# layout sheds



## flyvemaskin (Nov 19, 2011)

Where I am the commercial sheds are old barn style, the walls are maybe five feet high, then three different angles on the roof begins curving inside at five feet or less. This reduces the height for the layout and restricts area for mountains or buildings on a layout say 24 inches wide at most. I may need to build my own, but would like to buy a shed and reduce my building time considerably. It will have to be insulated against cold and heat at an elevation of 7500 ft altitude.
Does anyone have any experience with a layout in a shed like this?


----------



## Carl (Feb 19, 2012)

Seems to me that a U-Shaped layout might be a thought and if you can reach 24" then the 24' size should work. Insulation is great but I think you may still need a heat source for the winter and maybe fans for the summer. Just my humble thoughts.


----------



## Gansett (Apr 8, 2011)

Do you have a home owners assoc to deal with or can you build any style and size you want? Most places don't require a building permit for under 100 sq feet, a 8x12 is 96 sf. Too small for a layout shed I'd think. Neighbors, property line set backs need to be considered. 

I searched the internet, looking at various styles before deciding on a simple 8x12 for our yard stuff and junque.

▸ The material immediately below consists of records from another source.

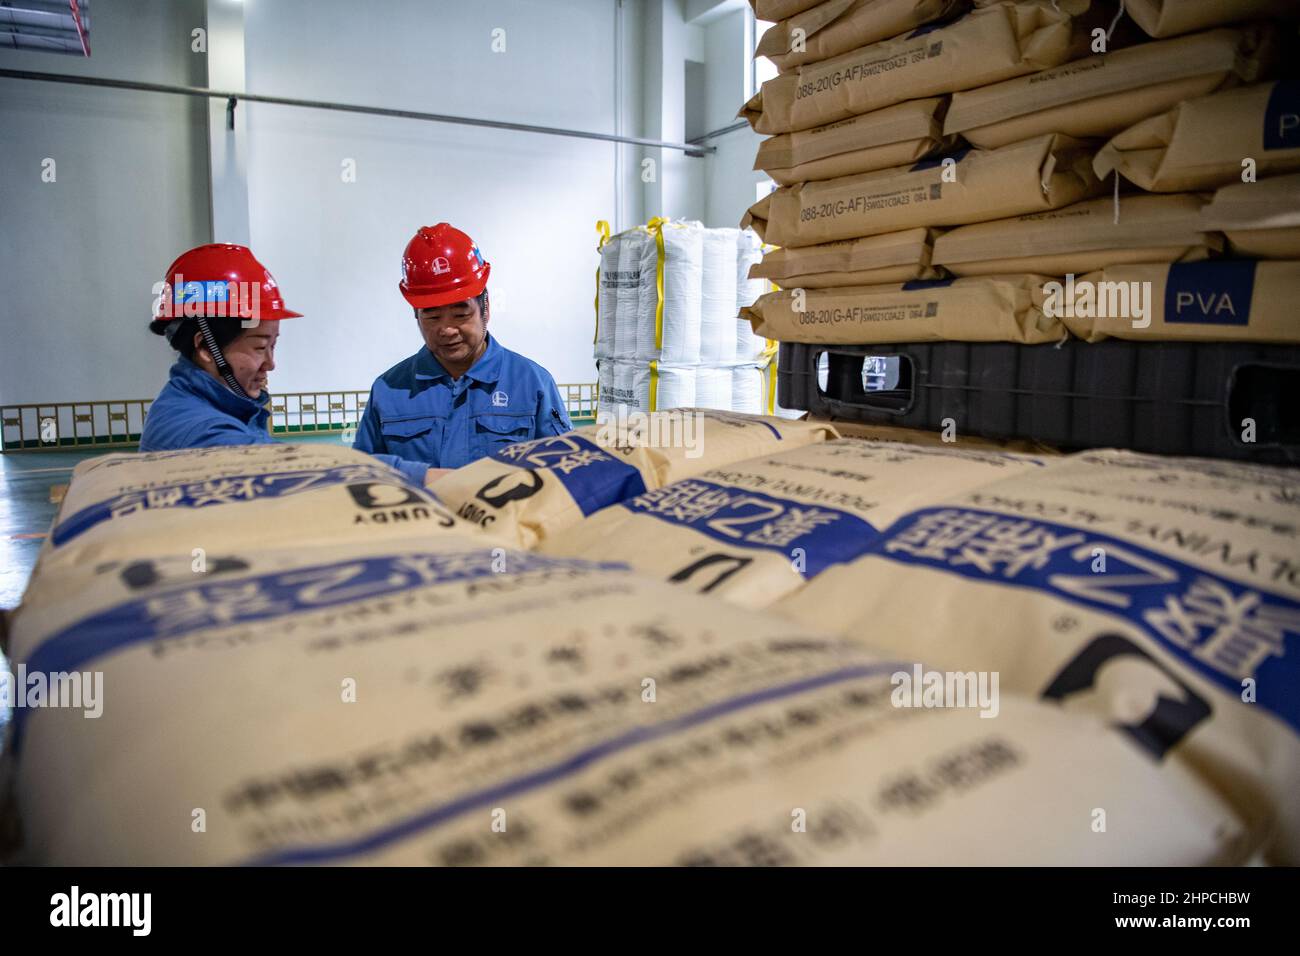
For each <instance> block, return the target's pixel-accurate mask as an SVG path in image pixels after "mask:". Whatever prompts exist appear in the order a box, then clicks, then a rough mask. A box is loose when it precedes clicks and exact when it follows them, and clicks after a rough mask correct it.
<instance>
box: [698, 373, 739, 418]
mask: <svg viewBox="0 0 1300 956" xmlns="http://www.w3.org/2000/svg"><path fill="white" fill-rule="evenodd" d="M731 389H732V382H731V369H729V368H699V369H697V371H695V407H697V408H718V410H719V411H731Z"/></svg>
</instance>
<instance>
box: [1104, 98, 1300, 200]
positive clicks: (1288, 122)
mask: <svg viewBox="0 0 1300 956" xmlns="http://www.w3.org/2000/svg"><path fill="white" fill-rule="evenodd" d="M1248 160H1253V169H1255V172H1256V173H1258V174H1268V173H1284V172H1288V170H1292V169H1300V81H1290V82H1279V83H1260V85H1257V86H1244V87H1239V88H1236V90H1227V91H1225V92H1218V94H1214V95H1212V96H1200V98H1197V99H1192V100H1187V101H1186V103H1179V104H1178V105H1177V107H1174V108H1173V109H1170V111H1167V112H1165V113H1161V114H1160V116H1153V117H1151V118H1148V120H1143V121H1141V122H1139V124H1138V125H1135V126H1130V127H1128V129H1126V130H1125V131H1123V133H1119V134H1118V135H1117V137H1115V138H1114V139H1112V140H1110V142H1109V143H1106V144H1105V146H1104V147H1102V148H1101V151H1100V152H1099V153H1097V157H1096V159H1095V160H1093V164H1092V165H1093V169H1095V170H1096V173H1097V176H1099V177H1101V178H1105V177H1108V176H1110V174H1112V173H1114V172H1118V173H1119V174H1121V176H1123V177H1125V178H1126V179H1128V181H1131V182H1135V183H1136V185H1139V186H1140V187H1141V189H1144V190H1149V191H1153V193H1179V191H1183V190H1193V189H1214V187H1217V186H1226V185H1229V183H1231V182H1242V181H1243V179H1242V177H1243V176H1244V170H1245V169H1247V161H1248Z"/></svg>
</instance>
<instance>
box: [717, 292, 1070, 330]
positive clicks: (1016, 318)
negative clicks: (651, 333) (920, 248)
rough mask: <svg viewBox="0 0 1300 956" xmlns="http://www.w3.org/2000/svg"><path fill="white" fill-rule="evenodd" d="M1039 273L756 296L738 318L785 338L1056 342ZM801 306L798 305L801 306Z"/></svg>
mask: <svg viewBox="0 0 1300 956" xmlns="http://www.w3.org/2000/svg"><path fill="white" fill-rule="evenodd" d="M1048 281H1049V280H1048V278H1047V277H1044V276H979V277H974V278H957V280H952V278H949V280H936V281H930V282H905V284H902V285H879V286H848V287H844V289H794V290H784V291H779V293H768V294H767V295H761V297H759V298H758V300H757V302H755V303H754V304H753V306H750V307H749V308H742V310H741V317H742V319H749V320H750V323H751V324H753V326H754V334H758V336H766V337H767V338H776V339H780V341H783V342H814V343H815V342H836V343H841V345H862V343H867V342H880V343H887V342H1019V343H1022V345H1036V343H1041V342H1060V341H1061V339H1062V338H1065V326H1063V325H1061V323H1060V321H1058V320H1057V319H1049V317H1048V316H1045V315H1044V313H1043V310H1041V303H1043V286H1044V284H1045V282H1048ZM801 304H802V310H801V308H798V306H801Z"/></svg>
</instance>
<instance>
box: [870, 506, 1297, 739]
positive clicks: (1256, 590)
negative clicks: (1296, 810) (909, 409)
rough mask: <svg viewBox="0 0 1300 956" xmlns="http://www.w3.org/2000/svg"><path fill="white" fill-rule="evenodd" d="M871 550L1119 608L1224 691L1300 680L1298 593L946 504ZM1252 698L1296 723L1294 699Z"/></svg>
mask: <svg viewBox="0 0 1300 956" xmlns="http://www.w3.org/2000/svg"><path fill="white" fill-rule="evenodd" d="M1097 549H1100V550H1101V551H1102V553H1104V554H1105V559H1106V564H1105V567H1106V570H1105V571H1104V572H1095V571H1093V570H1092V568H1093V562H1095V559H1096V553H1097ZM872 553H875V554H879V555H881V557H884V558H889V559H892V561H898V562H904V563H909V564H922V566H927V567H933V568H941V570H944V571H950V572H954V574H958V575H962V576H963V578H970V579H974V580H979V581H989V583H995V584H1005V585H1011V587H1021V588H1032V589H1035V591H1040V592H1045V593H1048V594H1052V596H1053V597H1057V598H1061V600H1063V601H1070V602H1073V604H1080V605H1086V606H1088V607H1092V609H1095V610H1099V611H1104V613H1108V614H1117V615H1121V617H1123V618H1126V619H1127V620H1128V622H1131V623H1132V624H1134V626H1136V627H1138V628H1140V630H1141V631H1144V632H1145V633H1148V635H1149V636H1151V637H1152V639H1154V640H1156V641H1157V643H1158V644H1160V645H1161V646H1164V648H1165V649H1166V650H1167V652H1169V653H1170V654H1171V656H1173V657H1175V658H1178V659H1179V661H1182V662H1183V663H1184V665H1187V666H1190V667H1192V669H1195V670H1196V671H1197V672H1199V674H1203V675H1204V676H1205V678H1208V679H1209V680H1212V682H1213V683H1214V684H1217V685H1218V687H1221V688H1222V689H1223V691H1226V692H1227V693H1229V695H1232V696H1239V695H1240V693H1242V685H1243V684H1242V682H1243V680H1244V679H1247V678H1252V679H1255V680H1256V682H1257V683H1258V685H1260V687H1274V688H1290V687H1296V685H1300V640H1296V639H1297V637H1300V601H1296V600H1295V598H1291V597H1287V596H1284V594H1277V593H1271V592H1268V591H1264V589H1261V588H1252V587H1248V585H1244V584H1238V583H1236V581H1231V580H1226V579H1223V578H1218V576H1216V575H1212V574H1208V572H1206V571H1203V570H1201V568H1197V567H1192V566H1191V564H1184V563H1183V562H1180V561H1177V559H1174V558H1171V557H1169V555H1166V554H1160V553H1157V551H1152V550H1148V549H1145V548H1140V546H1138V545H1134V544H1131V542H1128V541H1121V540H1118V538H1113V537H1109V536H1105V535H1097V533H1095V532H1091V531H1083V529H1080V528H1074V527H1069V525H1063V524H1054V523H1050V522H1040V520H1034V519H1026V518H1018V516H1013V515H1006V514H1000V512H993V511H976V510H972V509H958V507H948V509H924V510H922V511H914V512H911V514H909V515H906V516H905V518H902V519H900V520H898V522H897V523H896V524H894V525H893V527H891V528H889V531H888V532H885V535H884V537H883V538H881V540H880V542H879V545H878V546H876V548H874V549H872ZM1255 706H1260V708H1264V709H1265V710H1269V711H1270V713H1273V714H1275V715H1277V717H1278V718H1281V719H1282V721H1284V722H1286V723H1288V724H1290V726H1291V727H1292V730H1300V695H1292V693H1273V695H1268V696H1266V697H1265V696H1264V695H1261V696H1260V698H1258V704H1257V705H1255Z"/></svg>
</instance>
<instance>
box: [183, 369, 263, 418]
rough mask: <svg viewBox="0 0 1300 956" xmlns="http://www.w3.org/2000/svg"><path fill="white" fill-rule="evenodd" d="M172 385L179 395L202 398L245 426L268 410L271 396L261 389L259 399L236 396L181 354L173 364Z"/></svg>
mask: <svg viewBox="0 0 1300 956" xmlns="http://www.w3.org/2000/svg"><path fill="white" fill-rule="evenodd" d="M172 382H173V384H174V385H175V386H177V388H178V389H181V390H182V392H187V393H188V394H191V395H196V397H199V398H201V399H203V401H205V402H207V403H208V405H212V406H216V407H217V408H220V410H221V411H224V412H225V414H226V415H231V416H234V418H237V419H239V420H240V421H243V423H246V424H247V423H252V421H253V419H256V418H257V415H259V414H261V412H264V411H266V410H268V408H269V407H270V393H269V392H266V389H263V390H261V397H260V398H256V399H252V398H244V397H243V395H237V394H235V393H234V392H231V390H230V389H229V388H226V385H225V384H224V382H220V381H217V380H216V378H213V377H212V376H211V375H208V373H207V372H204V371H203V369H201V368H199V365H196V364H195V363H194V362H191V360H190V359H187V358H185V356H183V355H181V356H179V358H177V360H175V364H174V365H172Z"/></svg>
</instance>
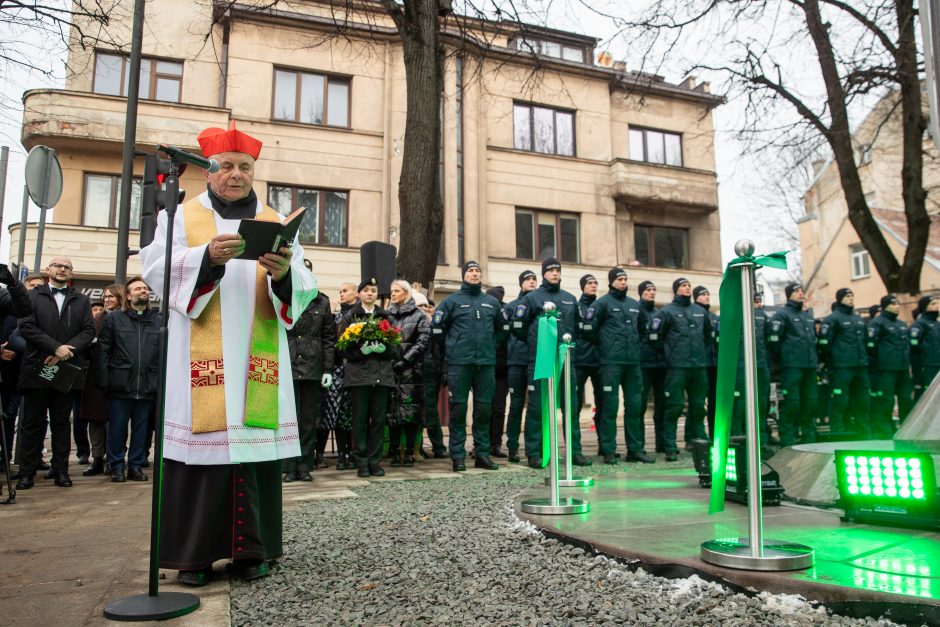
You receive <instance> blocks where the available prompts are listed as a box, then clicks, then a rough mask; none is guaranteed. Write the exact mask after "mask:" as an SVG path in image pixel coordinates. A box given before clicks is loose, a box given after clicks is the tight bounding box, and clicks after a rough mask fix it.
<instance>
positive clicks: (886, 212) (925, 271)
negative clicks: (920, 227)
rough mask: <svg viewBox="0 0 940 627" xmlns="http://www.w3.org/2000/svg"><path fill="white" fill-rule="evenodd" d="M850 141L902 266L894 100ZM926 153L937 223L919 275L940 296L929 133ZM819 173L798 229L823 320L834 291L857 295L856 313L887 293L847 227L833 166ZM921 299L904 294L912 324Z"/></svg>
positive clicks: (900, 184) (936, 218)
mask: <svg viewBox="0 0 940 627" xmlns="http://www.w3.org/2000/svg"><path fill="white" fill-rule="evenodd" d="M925 102H926V99H925ZM852 139H853V144H854V145H855V148H856V162H857V163H858V171H859V176H860V177H861V180H862V186H863V189H864V190H865V197H866V200H867V201H868V206H869V207H870V208H871V212H872V215H873V216H874V218H875V221H876V222H877V223H878V225H879V226H880V227H881V231H882V233H884V236H885V239H886V240H887V242H888V245H889V246H890V247H891V250H892V252H893V253H894V255H895V257H896V258H897V259H903V258H904V252H905V250H906V249H907V222H906V220H905V216H904V201H903V197H902V190H901V166H902V152H901V123H900V107H899V106H897V94H896V93H890V94H888V95H886V96H885V97H884V98H883V99H882V100H881V101H880V102H878V104H876V105H875V106H874V107H873V108H872V110H871V111H870V112H869V113H868V115H867V116H866V117H865V119H864V120H863V121H862V123H861V124H859V126H858V128H857V129H856V130H855V132H854V133H853V136H852ZM923 148H924V188H925V189H926V191H927V211H928V213H929V215H930V220H931V221H930V233H929V239H928V243H927V253H926V256H925V258H924V265H923V269H922V271H921V295H923V294H931V293H936V292H938V291H940V202H938V198H940V196H938V192H940V154H938V152H937V149H936V146H935V144H934V142H933V140H932V139H931V138H930V137H929V135H927V134H926V133H925V135H924V142H923ZM814 167H815V172H816V176H815V178H814V180H813V182H812V183H811V185H810V187H809V189H808V190H807V191H806V193H805V195H804V199H803V200H804V207H805V215H804V216H803V218H801V219H800V220H799V223H798V227H799V234H800V249H801V252H802V255H803V269H804V272H805V273H806V276H805V283H806V292H807V296H808V298H809V302H810V305H811V306H812V307H813V310H814V312H816V315H817V317H818V316H825V315H828V312H829V309H830V306H831V304H832V302H833V301H834V300H835V293H836V291H837V290H838V289H839V288H842V287H848V288H850V289H851V290H852V291H853V292H854V293H855V305H856V307H857V308H858V309H867V308H868V307H869V306H870V305H875V304H878V302H879V301H880V300H881V297H882V296H884V295H885V294H886V293H887V288H885V285H884V282H883V281H882V280H881V277H880V276H879V275H878V272H877V270H875V266H874V263H872V261H871V260H870V259H869V256H868V251H867V250H865V247H864V246H863V245H862V244H861V241H860V239H859V236H858V234H857V233H856V232H855V229H854V228H853V227H852V224H851V223H850V222H849V217H848V208H847V205H846V202H845V196H844V195H843V193H842V186H841V184H840V182H839V171H838V167H837V166H836V163H835V161H833V160H829V161H826V162H820V163H817V164H814ZM918 297H919V296H918V295H912V294H899V295H898V298H899V300H900V301H901V303H902V312H903V313H904V314H905V315H906V316H907V317H908V319H910V311H911V310H912V309H913V307H915V306H916V304H917V299H918Z"/></svg>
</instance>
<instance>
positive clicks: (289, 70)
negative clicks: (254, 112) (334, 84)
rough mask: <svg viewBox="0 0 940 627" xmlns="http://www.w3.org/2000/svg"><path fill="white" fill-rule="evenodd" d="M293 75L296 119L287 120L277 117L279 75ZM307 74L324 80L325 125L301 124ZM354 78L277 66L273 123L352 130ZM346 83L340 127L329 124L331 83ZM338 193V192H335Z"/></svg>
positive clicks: (338, 126) (273, 96)
mask: <svg viewBox="0 0 940 627" xmlns="http://www.w3.org/2000/svg"><path fill="white" fill-rule="evenodd" d="M278 72H285V73H293V74H294V119H292V120H287V119H284V118H278V117H275V113H276V106H277V73H278ZM304 74H307V75H310V76H318V77H320V78H322V79H323V119H324V123H322V124H317V123H315V122H301V121H300V110H301V106H300V105H301V100H300V97H301V92H302V89H300V85H301V84H302V79H303V75H304ZM352 79H353V77H352V76H349V75H346V74H335V73H330V72H318V71H314V70H311V69H309V68H297V67H289V66H283V65H275V66H274V68H273V74H272V83H271V87H272V88H271V121H272V122H286V123H288V124H302V125H304V126H314V127H318V128H322V127H327V128H347V129H350V128H352V83H353V80H352ZM331 81H336V82H344V83H346V124H345V125H344V126H340V125H338V124H330V123H329V112H330V104H329V98H330V82H331ZM333 191H336V190H333Z"/></svg>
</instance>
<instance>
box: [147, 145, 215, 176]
mask: <svg viewBox="0 0 940 627" xmlns="http://www.w3.org/2000/svg"><path fill="white" fill-rule="evenodd" d="M157 150H159V151H160V152H162V153H163V154H165V155H168V156H169V157H171V158H173V159H175V160H176V161H179V162H180V163H188V164H189V165H192V166H195V167H197V168H201V169H203V170H205V171H206V172H208V173H209V174H215V173H216V172H218V171H219V162H218V161H216V160H215V159H207V158H205V157H200V156H199V155H194V154H193V153H191V152H186V151H185V150H183V149H181V148H175V147H174V146H167V145H166V144H160V145H159V146H157Z"/></svg>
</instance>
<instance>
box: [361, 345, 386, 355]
mask: <svg viewBox="0 0 940 627" xmlns="http://www.w3.org/2000/svg"><path fill="white" fill-rule="evenodd" d="M359 350H361V351H362V354H363V355H368V354H369V353H377V354H382V353H384V352H385V344H382V343H381V342H366V343H365V344H363V345H362V348H361V349H359Z"/></svg>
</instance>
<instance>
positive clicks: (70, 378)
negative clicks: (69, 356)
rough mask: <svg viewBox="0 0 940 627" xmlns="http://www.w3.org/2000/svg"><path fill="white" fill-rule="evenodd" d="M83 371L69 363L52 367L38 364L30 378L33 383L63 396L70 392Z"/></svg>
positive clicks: (50, 366)
mask: <svg viewBox="0 0 940 627" xmlns="http://www.w3.org/2000/svg"><path fill="white" fill-rule="evenodd" d="M84 370H85V369H84V368H83V367H82V366H79V365H78V364H76V363H73V362H71V361H60V362H58V363H57V364H55V365H52V366H47V365H45V364H42V363H40V364H39V366H38V367H37V368H35V369H34V370H33V372H32V373H31V377H30V378H31V380H32V381H33V382H38V383H40V384H41V385H43V386H44V387H50V388H52V389H53V390H55V391H57V392H62V393H63V394H65V393H67V392H69V391H71V389H72V387H73V386H74V385H75V383H76V382H77V381H78V379H79V378H80V377H81V376H82V372H83V371H84Z"/></svg>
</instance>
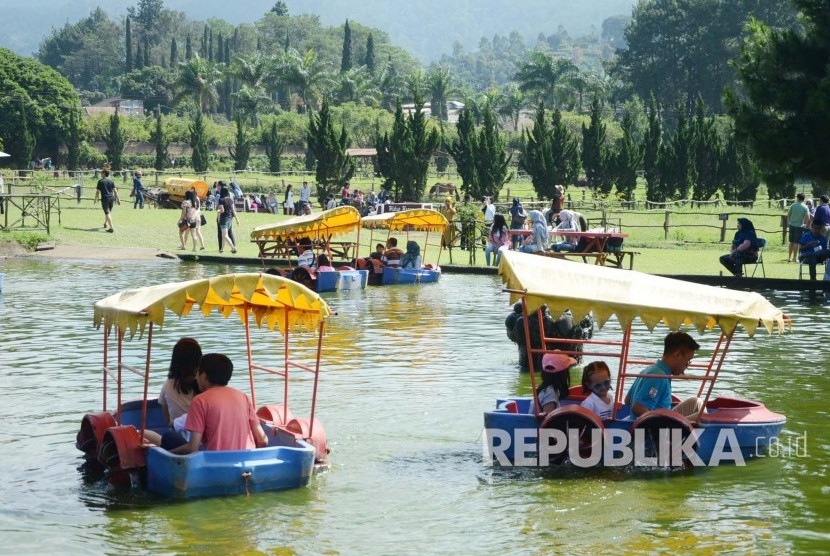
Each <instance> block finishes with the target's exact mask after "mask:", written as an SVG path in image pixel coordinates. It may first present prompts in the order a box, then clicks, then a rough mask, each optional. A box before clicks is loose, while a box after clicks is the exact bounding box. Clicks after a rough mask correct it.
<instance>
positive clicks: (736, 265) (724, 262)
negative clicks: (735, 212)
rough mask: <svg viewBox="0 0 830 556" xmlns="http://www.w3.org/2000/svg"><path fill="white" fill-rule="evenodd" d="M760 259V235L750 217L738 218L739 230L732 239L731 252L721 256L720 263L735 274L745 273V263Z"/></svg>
mask: <svg viewBox="0 0 830 556" xmlns="http://www.w3.org/2000/svg"><path fill="white" fill-rule="evenodd" d="M757 260H758V236H757V235H756V234H755V226H753V225H752V221H751V220H749V219H748V218H738V231H736V232H735V237H734V238H733V239H732V247H731V249H730V250H729V254H727V255H723V256H722V257H721V258H720V264H722V265H723V266H725V267H726V269H727V270H728V271H729V272H731V273H732V274H734V275H735V276H742V275H743V269H742V267H743V265H745V264H747V263H754V262H755V261H757Z"/></svg>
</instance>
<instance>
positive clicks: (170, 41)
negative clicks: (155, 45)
mask: <svg viewBox="0 0 830 556" xmlns="http://www.w3.org/2000/svg"><path fill="white" fill-rule="evenodd" d="M178 65H179V45H178V44H177V43H176V37H173V38H172V39H170V67H171V68H175V67H177V66H178Z"/></svg>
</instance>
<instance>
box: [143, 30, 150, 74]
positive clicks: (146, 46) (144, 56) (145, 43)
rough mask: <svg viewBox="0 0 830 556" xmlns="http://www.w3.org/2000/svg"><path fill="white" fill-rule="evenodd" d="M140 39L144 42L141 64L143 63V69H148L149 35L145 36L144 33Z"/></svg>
mask: <svg viewBox="0 0 830 556" xmlns="http://www.w3.org/2000/svg"><path fill="white" fill-rule="evenodd" d="M142 38H143V41H144V60H143V63H144V67H145V68H149V67H150V37H149V35H147V33H144V37H142Z"/></svg>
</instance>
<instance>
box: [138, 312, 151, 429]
mask: <svg viewBox="0 0 830 556" xmlns="http://www.w3.org/2000/svg"><path fill="white" fill-rule="evenodd" d="M152 348H153V322H152V321H150V329H149V331H148V332H147V358H146V359H145V361H144V401H143V402H142V403H141V434H140V436H139V438H144V430H145V429H146V428H147V393H148V392H149V390H150V354H151V351H152Z"/></svg>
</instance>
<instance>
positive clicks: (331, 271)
mask: <svg viewBox="0 0 830 556" xmlns="http://www.w3.org/2000/svg"><path fill="white" fill-rule="evenodd" d="M317 272H334V267H333V266H331V263H330V262H329V258H328V256H327V255H325V254H320V256H319V257H317Z"/></svg>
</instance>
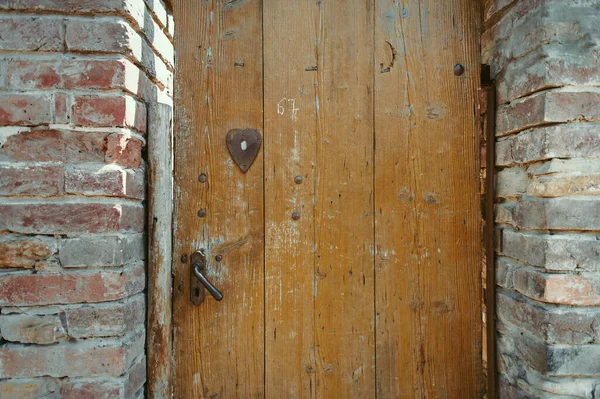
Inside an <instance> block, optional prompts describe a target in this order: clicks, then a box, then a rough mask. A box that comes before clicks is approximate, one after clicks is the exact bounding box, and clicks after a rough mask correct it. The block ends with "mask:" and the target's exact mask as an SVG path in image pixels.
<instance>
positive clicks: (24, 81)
mask: <svg viewBox="0 0 600 399" xmlns="http://www.w3.org/2000/svg"><path fill="white" fill-rule="evenodd" d="M172 38H173V24H172V19H171V16H170V15H169V13H168V11H167V8H166V7H165V4H164V3H163V2H162V1H161V0H144V1H142V0H95V1H85V0H4V1H0V308H1V310H0V337H1V341H0V398H11V399H14V398H41V397H44V398H57V397H64V398H83V397H85V398H100V397H102V398H105V397H110V398H135V397H143V392H144V388H143V386H144V381H145V369H146V359H145V355H144V345H145V330H144V320H145V293H144V289H145V264H144V258H145V252H146V250H145V237H144V230H145V218H146V216H145V208H144V199H145V184H146V183H145V160H144V151H145V149H144V146H145V143H146V138H147V137H148V136H147V135H148V134H152V132H148V131H147V127H146V126H147V120H148V115H147V112H148V111H147V110H148V109H150V105H151V104H152V103H153V102H157V101H158V102H163V103H167V104H170V103H171V87H172V72H173V67H174V65H173V46H172Z"/></svg>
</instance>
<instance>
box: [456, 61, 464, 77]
mask: <svg viewBox="0 0 600 399" xmlns="http://www.w3.org/2000/svg"><path fill="white" fill-rule="evenodd" d="M463 73H465V67H464V66H462V65H461V64H456V65H454V76H461V75H462V74H463Z"/></svg>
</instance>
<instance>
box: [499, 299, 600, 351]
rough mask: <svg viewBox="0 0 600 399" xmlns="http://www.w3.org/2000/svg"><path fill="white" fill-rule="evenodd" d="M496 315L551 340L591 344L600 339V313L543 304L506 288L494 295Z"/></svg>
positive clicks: (571, 343)
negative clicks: (505, 290)
mask: <svg viewBox="0 0 600 399" xmlns="http://www.w3.org/2000/svg"><path fill="white" fill-rule="evenodd" d="M496 301H497V302H496V304H497V306H496V309H497V314H498V318H499V319H500V320H501V321H502V322H503V323H509V324H511V325H513V326H515V328H519V329H522V330H525V331H527V332H528V333H529V334H531V335H534V336H536V337H538V338H539V339H541V340H542V341H544V342H546V343H550V344H568V345H582V344H592V343H595V342H597V341H598V340H599V339H600V331H598V330H597V329H596V326H597V325H598V324H600V313H599V312H596V311H594V310H592V309H588V308H576V307H569V308H563V307H560V306H552V305H546V304H543V303H537V302H533V301H530V300H528V299H527V298H524V297H521V296H519V295H518V294H516V293H511V292H508V291H502V292H499V293H498V294H497V296H496Z"/></svg>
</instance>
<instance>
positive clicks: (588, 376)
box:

Rest assured no matter what size you build it you'll wish you had gone bigger.
I said "you build it" because I wasn't too impressed with materials used in the kit styles Lowes and HD have and we built a shed almost twice the size with better materials for half the cost a local shed builder/dealer wanted.
Good Luck


----------



## txdyna65 (Aug 17, 2012)

Fly I bought a shed very similar to the one you are describing. The walls are 6' high though and the building is 14 X 32' with the gable roof and ceiling. I havent measured how high it is, but it is very high. I had to use a 8' ladder when I was finishing out the inside. You can buy these insulated and finished in the inside already but they are quite high. I finished mine out myself, I used sanded plywood for the walls and for the ceiling and ends I used cedar planks. I dont have a pic of it finished out but I have a few before I started on it. I did insulate the whole building and bought a A/C window unit and I have a cpl small space heaters for our mild winters here.


----------



## txdyna65 (Aug 17, 2012)

Here is a pic before I started finishing out the inside. The building had a 4' X 6' inset which I took out before I started the finishing out process. The inside is a mess right now but I will try to get a pic of it for you and a measurement on the hright of the ceiling.


----------



## flyvemaskin (Nov 19, 2011)

Thanks guys, first, we have no HOA's, that's why I am there. The town has about 200 souls, is unencorperated . The county sometimes wants permits but I don't think for this. The 8X12 size is that way so the lumber yard trucks need no oversize permit to move them. I need the walls high enough so I can have storage underneath, and a work table. We have one shed we bought for a layout room, but with the low walls, I used it for storage instead. Was planning on a bigger shed with verticle walls, only finances for that disappeared so had to shelv my plans for a while.


----------